Additionally, the combination of signature validation and large or unbounded inputs can create timing side channels when variable-length signatures or data are processed in a non-constant-time manner. Although a buffer overflow in the traditional C/C++ sense is rare in managed Java code, the practical effect is similar: an attacker can cause service disruption or infer implementation details through error responses or timing differences. The Spring Boot ecosystem often relies on libraries such as Java Cryptography Extension (JCE) and frameworks like Spring Security, which integrate native providers; improper configuration or usage of these libraries can inadvertently expose the application to these classes of issues.

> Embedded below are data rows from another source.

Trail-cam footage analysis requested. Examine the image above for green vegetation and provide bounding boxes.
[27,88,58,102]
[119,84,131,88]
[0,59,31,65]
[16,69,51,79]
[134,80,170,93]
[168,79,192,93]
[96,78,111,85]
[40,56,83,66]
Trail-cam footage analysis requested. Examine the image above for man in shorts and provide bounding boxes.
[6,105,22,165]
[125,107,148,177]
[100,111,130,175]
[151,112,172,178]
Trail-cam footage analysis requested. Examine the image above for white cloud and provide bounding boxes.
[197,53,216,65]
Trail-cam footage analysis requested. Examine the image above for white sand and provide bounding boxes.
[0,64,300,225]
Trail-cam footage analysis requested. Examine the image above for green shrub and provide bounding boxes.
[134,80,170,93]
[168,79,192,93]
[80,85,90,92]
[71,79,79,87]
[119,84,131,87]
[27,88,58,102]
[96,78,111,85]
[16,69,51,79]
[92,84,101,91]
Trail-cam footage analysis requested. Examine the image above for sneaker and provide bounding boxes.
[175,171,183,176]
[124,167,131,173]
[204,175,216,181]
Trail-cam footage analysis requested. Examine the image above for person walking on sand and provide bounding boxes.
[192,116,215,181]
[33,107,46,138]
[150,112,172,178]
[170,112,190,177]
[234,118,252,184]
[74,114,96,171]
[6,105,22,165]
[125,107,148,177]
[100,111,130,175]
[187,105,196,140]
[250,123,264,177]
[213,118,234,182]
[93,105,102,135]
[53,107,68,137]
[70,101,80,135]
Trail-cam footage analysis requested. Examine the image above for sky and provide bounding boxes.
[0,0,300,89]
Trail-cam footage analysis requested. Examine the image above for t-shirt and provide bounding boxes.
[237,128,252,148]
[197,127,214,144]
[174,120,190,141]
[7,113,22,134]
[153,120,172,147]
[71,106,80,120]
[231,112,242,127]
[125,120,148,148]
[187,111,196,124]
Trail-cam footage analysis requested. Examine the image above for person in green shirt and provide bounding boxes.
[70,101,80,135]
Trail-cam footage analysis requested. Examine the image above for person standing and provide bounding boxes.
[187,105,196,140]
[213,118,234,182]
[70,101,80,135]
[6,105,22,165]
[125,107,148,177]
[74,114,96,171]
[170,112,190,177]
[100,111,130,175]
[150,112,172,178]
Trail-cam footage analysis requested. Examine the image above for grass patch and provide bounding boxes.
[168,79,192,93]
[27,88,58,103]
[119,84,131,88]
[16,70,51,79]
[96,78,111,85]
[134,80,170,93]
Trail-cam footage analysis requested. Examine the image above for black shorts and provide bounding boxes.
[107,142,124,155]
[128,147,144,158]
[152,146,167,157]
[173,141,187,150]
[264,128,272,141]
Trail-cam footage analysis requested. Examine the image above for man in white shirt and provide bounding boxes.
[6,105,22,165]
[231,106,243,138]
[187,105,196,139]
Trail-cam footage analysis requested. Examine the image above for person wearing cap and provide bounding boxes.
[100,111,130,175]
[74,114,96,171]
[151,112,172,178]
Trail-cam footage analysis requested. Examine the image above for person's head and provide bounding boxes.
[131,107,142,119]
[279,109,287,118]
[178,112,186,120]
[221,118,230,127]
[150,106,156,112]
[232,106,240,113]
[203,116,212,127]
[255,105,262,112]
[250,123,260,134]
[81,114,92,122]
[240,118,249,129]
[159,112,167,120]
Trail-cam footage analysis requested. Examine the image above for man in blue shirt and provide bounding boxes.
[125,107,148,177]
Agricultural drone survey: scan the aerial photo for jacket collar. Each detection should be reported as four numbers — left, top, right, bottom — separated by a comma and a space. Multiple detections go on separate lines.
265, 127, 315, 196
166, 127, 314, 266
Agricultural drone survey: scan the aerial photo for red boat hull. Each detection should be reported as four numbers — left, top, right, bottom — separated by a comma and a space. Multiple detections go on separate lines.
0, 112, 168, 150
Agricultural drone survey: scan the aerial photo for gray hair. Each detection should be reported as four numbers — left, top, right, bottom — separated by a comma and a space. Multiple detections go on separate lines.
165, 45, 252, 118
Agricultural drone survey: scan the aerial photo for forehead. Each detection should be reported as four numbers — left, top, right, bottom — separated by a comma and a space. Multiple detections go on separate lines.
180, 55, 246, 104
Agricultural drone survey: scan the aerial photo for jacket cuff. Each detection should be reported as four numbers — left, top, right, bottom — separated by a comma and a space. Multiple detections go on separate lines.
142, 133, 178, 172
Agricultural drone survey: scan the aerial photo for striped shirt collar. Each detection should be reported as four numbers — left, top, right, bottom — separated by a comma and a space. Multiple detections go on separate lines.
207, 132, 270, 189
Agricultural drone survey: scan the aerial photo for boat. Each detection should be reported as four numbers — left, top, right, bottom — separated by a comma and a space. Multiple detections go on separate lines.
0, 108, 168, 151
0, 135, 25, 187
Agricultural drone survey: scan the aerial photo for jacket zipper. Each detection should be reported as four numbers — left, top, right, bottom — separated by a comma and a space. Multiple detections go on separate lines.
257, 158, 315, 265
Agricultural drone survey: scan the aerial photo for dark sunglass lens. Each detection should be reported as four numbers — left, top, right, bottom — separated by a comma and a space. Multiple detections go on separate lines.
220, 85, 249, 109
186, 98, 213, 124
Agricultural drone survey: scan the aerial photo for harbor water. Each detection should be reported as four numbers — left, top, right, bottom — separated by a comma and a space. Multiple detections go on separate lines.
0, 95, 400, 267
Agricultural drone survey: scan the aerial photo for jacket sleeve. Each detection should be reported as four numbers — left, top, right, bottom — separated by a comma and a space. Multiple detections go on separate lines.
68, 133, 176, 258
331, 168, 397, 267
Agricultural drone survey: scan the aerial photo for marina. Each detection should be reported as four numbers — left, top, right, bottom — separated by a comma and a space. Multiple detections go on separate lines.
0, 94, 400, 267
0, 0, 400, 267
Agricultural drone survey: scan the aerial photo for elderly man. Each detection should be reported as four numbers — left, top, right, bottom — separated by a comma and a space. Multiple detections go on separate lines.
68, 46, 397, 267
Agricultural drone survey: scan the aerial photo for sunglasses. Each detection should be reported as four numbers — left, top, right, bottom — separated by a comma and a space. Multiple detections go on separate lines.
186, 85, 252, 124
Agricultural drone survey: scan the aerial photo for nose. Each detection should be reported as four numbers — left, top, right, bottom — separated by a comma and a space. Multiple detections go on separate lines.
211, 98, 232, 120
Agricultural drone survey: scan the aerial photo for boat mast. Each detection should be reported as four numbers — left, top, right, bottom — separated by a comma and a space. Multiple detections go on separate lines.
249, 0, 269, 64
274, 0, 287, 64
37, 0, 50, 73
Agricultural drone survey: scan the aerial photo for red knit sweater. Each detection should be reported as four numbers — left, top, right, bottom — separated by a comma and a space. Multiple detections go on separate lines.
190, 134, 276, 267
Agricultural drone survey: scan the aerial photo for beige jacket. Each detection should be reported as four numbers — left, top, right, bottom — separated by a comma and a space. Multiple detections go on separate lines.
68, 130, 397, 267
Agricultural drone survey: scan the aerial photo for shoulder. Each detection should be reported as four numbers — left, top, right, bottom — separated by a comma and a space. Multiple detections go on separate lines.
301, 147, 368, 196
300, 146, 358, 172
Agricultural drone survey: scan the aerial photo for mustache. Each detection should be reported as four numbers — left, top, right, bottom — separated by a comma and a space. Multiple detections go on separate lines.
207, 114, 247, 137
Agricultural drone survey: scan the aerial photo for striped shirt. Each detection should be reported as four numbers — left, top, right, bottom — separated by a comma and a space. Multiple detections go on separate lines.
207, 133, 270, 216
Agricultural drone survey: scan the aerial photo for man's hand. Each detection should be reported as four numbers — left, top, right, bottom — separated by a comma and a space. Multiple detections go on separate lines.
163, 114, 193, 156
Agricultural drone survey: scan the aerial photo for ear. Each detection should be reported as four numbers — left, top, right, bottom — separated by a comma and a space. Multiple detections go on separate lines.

To detect this specific risk profile, middleBrick scans for unsafe consumption patterns, input validation weaknesses, and insecure handling of cryptographic operations. It correlates findings from the Input Validation, Unsafe Consumption, and Encryption checks to highlight cases where Hmac Signatures interact with large or untrusted inputs. The scanner also checks whether the application uses strong algorithms and proper provider configurations to reduce the likelihood of memory-related issues affecting the Hmac workflow.

Remediation focuses on validating and bounding all inputs before they participate in Hmac computation, using constant-time comparison for signatures, and ensuring safe usage of cryptographic libraries. The following examples show a secure pattern for verifying Hmac Signatures in Spring Boot.

First, define a utility that computes and verifies Hmac safely:

import javax.crypto.Mac;
import javax.crypto.spec.SecretKeySpec;
import java.nio.charset.StandardCharsets;
import java.util.Base64;
import java.util.Arrays;

public class HmacUtil {

    private static final String HMAC_ALGORITHM = "HmacSHA256";

    public static String computeHmac(String data, String base64Secret) {
        byte[] secretBytes = Base64.getDecoder().decode(base64Secret);
        Mac mac = Mac.getInstance(HMAC_ALGORITHM);
        mac.init(new SecretKeySpec(secretBytes, HMAC_ALGORITHM));
        byte[] rawHmac = mac.doFinal(data.getBytes(StandardCharsets.UTF_8));
        return Base64.getEncoder().encodeToString(rawHmac);
    }

    public static boolean verifyHmac(String data, String receivedSignature, String base64Secret) {
        String computed = computeHmac(data, base64Secret);
        return MessageDigest.isEqual(computed.getBytes(StandardCharsets.UTF_8),
                receivedSignature.getBytes(StandardCharsets.UTF_8));
    }
}

Second, in your controller, validate and bound the payload before using it in Hmac operations:

import org.springframework.http.ResponseEntity;
import org.springframework.web.bind.annotation.PostMapping;
import org.springframework.web.bind.annotation.RequestBody;
import org.springframework.web.bind.annotation.RequestHeader;
import org.springframework.web.bind.annotation.RestController;

@RestController
public class OrderController {

    private static final int MAX_BODY_LENGTH = 1024 * 256; // 256 KB

    @PostMapping("/order")
    public ResponseEntity createOrder(
            @RequestBody byte[] rawBody,
            @RequestHeader("X-Signature") String signatureHeader) {

        if (rawBody.length > MAX_BODY_LENGTH) {
            return ResponseEntity.badRequest().body("Payload too large");
        }

        String data = new String(rawBody, StandardCharsets.UTF_8);
        String secret = System.getenv("HMAC_SECRET"); // securely injected

        if (!HmacUtil.verifyHmac(data, signatureHeader, secret)) {
            return ResponseEntity.status(401).body("Invalid signature");
        }

        // process verified data
        return ResponseEntity.ok("Accepted");
    }
}

Key practices reflected in these examples:

• Bound input length before processing to avoid resource exhaustion.
• Use MessageDigest.isEqual for constant-time signature comparison to prevent timing attacks.
• Decode secret from a secure source and use strong algorithms like HmacSHA256.
• Reject payloads that exceed a reasonable size rather than processing them incrementally in a way that may trigger native memory issues.

middleBrick’s scans validate these patterns by checking the Encryption and Unsafe Consumption findings, ensuring that Hmac implementations avoid weak algorithms, unsafe deserialization, and unbounded input handling.